Friday, December 14, 2012

Scotty VerMerris-Professional Skier

Scotty VerMerris shares the tunes that get him pumped for extreme skiing.

Scotty VerMerris—professional skier, team manager and Utah sales rep for Coloardo-based ski manufacturer Icelantic Boards—puts on Skull Candy headphones and rocks out while front-flipping off 60-foot cliffs. A firecracker with skis, VerMerris faces fear without hesitation and has the injuries to prove it: broken femur, broken ankle, split cartilage under the patella— that’s just the left leg. His season (and nearly his career) ended last year with that broken femur, but music expedited his rehabilitation. “The brain heals with the body. Uplifting messages and beats helped me cognitively recover,” says VerMerris. Now he is training for the Subaru U.S. Freeskiing Championship at Snowbird in March. His passion is contagious: “Skiing fuels my desire for adrenaline, simultaneously, meeting my psychological needs of power, control, freedom, and belonging.
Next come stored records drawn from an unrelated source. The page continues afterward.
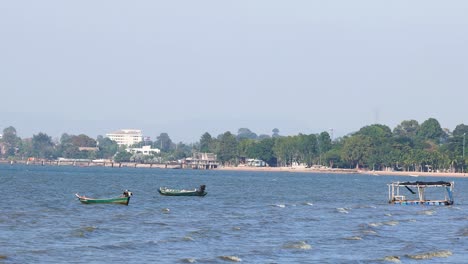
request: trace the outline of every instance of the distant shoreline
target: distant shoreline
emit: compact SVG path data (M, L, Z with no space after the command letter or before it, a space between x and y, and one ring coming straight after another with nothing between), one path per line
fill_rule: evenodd
M219 167L216 170L226 171L263 171L263 172L302 172L302 173L333 173L333 174L362 174L373 176L408 176L414 177L452 177L465 178L467 173L455 172L417 172L417 171L368 171L357 169L315 169L305 167Z
M59 162L59 161L8 161L0 160L0 164L31 165L31 166L72 166L72 167L112 167L112 168L148 168L148 169L182 169L180 164L147 164L134 162ZM184 168L184 170L193 170ZM249 166L219 166L218 171L250 171L250 172L301 172L301 173L328 173L328 174L362 174L371 176L407 176L414 177L452 177L465 178L468 173L456 172L417 172L417 171L370 171L358 169L330 169L306 167L249 167Z

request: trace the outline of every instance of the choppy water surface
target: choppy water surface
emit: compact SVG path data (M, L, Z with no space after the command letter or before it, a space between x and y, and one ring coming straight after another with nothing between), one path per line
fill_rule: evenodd
M0 263L467 263L468 180L442 179L449 207L389 205L394 180L414 178L3 165Z

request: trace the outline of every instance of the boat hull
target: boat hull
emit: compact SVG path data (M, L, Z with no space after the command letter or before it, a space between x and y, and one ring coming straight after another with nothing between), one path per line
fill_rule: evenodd
M395 205L452 205L451 201L392 201Z
M208 194L207 192L199 192L196 190L194 191L173 190L173 189L168 190L168 189L163 189L163 188L160 188L158 192L161 195L165 195L165 196L205 196Z
M81 203L84 204L123 204L128 205L130 202L130 197L115 197L115 198L107 198L107 199L94 199L94 198L86 198L86 197L78 197Z

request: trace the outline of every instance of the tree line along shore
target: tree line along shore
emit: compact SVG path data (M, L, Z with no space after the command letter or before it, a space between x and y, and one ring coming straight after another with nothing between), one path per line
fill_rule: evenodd
M106 160L95 166L164 167L180 164L195 153L213 153L221 168L245 169L248 160L264 161L266 168L289 168L305 171L343 171L350 173L419 172L464 173L466 171L465 136L468 126L457 125L453 131L443 129L434 118L419 124L405 120L393 130L382 124L364 126L356 132L333 139L328 131L317 134L282 136L279 129L271 135L257 135L248 128L237 134L230 131L216 137L204 133L198 142L174 143L167 133L155 141L144 141L132 147L152 146L159 153L143 155L130 153L107 137L93 139L87 135L62 134L52 139L45 133L32 138L20 138L12 126L3 129L0 139L0 160L3 162L31 164L65 160ZM124 164L124 165L122 165ZM88 165L88 164L86 164ZM84 165L81 165L84 166ZM171 165L172 166L172 165ZM284 170L284 169L283 169Z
It’s a life opportunity to continually grow; it’s experiential education.” Currently, he’s focusing on the aesthetics of skiing—line and terrain. Still, he launches daring tricks like a Misty 9 now and then.
Growing up in Ohio, an unlikely place to propagate a pro skier, VerMerris was the kid leaving race practice to build ramps and jumps. Deciding at an early age to move west, he landed at Colorado State to study human development. After graduation, he undertook a job as counselor at a wilderness-based clinical therapy program, taking root in Salt Lake City and falling in love with the Wasatch, where his freestyle and big-mountain skills developed. After antagonizing Icelantic reps at a party and skiing with founder Ben Anderson in 2004, he turned a hobby into a career by landing a key sponsorship.
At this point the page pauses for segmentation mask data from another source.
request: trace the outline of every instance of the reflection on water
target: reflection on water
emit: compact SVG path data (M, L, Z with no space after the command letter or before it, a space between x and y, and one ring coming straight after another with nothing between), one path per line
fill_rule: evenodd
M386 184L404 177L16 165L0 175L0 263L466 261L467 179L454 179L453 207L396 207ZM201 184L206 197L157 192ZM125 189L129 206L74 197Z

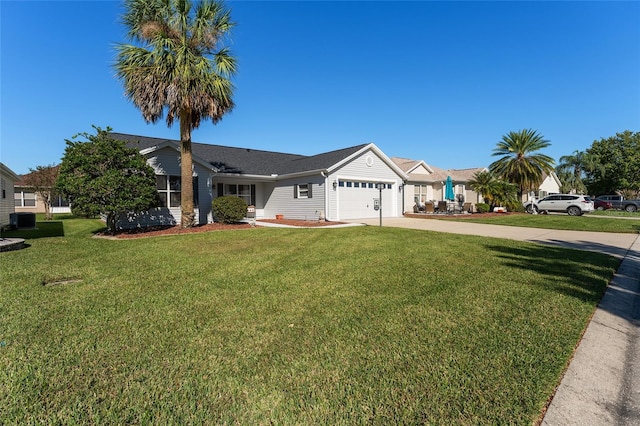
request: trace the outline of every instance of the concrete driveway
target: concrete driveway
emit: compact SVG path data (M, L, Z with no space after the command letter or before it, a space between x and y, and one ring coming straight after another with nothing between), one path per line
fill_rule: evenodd
M379 219L351 222L380 223ZM622 259L542 425L640 425L640 235L413 218L383 218L382 226L529 241Z
M349 222L379 226L379 219L358 219ZM638 234L611 234L606 232L558 231L554 229L523 228L519 226L486 225L460 220L383 218L382 226L422 229L452 234L481 235L507 238L532 243L590 250L623 258Z

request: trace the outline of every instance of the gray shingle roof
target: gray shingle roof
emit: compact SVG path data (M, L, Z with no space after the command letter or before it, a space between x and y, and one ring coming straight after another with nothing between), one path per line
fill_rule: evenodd
M124 133L111 133L114 139L127 142L127 145L138 150L151 148L165 142L180 146L180 141L173 139L150 138ZM311 170L325 170L348 156L356 153L367 144L350 148L325 152L313 156L287 154L282 152L262 151L251 148L235 148L222 145L209 145L192 142L193 155L200 157L218 168L222 173L239 173L248 175L270 176L286 175Z
M420 163L419 160L412 160L410 158L400 158L400 157L393 157L391 158L391 161L393 161L396 165L398 165L398 167L400 167L402 171L405 173L407 173L409 170L413 169L418 163ZM446 180L447 176L451 176L451 179L453 179L454 183L468 182L471 179L473 179L473 176L476 173L485 170L484 167L444 170L444 169L441 169L440 167L436 167L431 164L429 164L428 167L430 167L431 170L433 170L433 173L429 175L410 173L409 180L418 181L418 182L441 182Z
Icelantic Boards is all about creativity, design, and art. Next year’s product line is especially geared toward music lovers— perfect for a skier with melomania.
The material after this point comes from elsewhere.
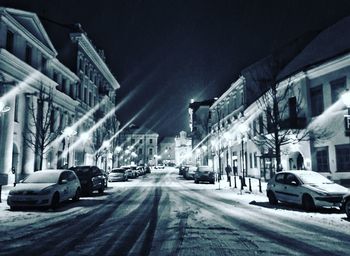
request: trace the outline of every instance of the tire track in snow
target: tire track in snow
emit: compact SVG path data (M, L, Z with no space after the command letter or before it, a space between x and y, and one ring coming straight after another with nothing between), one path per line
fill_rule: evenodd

VerMerris stays busy, filling up even more time by becoming hands-on in creating action-sport videos, as the featured skier and producer. How does he squeeze his projects in? “All the passionate people I am surrounded by are keeping me here in Utah,” he says.
I talked with VerMerris during a break while he moved his home from Emigration Canyon to Sugar House. “Now, I won’t be such a homebody. I can get out, and get more connected to the community,” he says. However, he definitely has a presence in the Wasatch. Having a special affinity for Snowbird and Alta, accomplishing a majority of filming there, he is known to frequent The Goldminer’s Daughter with locals and friends.
Beyond skiing, VerMerris sails and races with the Park City Sailing Association, the fastest growing fleet in the country, and is vying for head sailing instructor of the burgeoning Junior Sailing Program this upcoming summer.
Whether recovering from injuries or skiing, VerMerris mainly listens to reggae and hip-hop because they are positive and meditative: “It fuels my inspiration. The universal themes are applicable, such as battling adversity and celebrating times that are good. This is what professional skiing is all about.” At home, he listens to jazz, blues, or even classical.
In his fearless fashion, VerMerris was up to the iPod shuffle challenge. Fourteen gigs of music, and no peeking at the line, no specking out the landing for this jump—just pointing and shooting for some powder shots. Afterward, he said, “My iPod’s being really cool right now. I was expecting the worst.”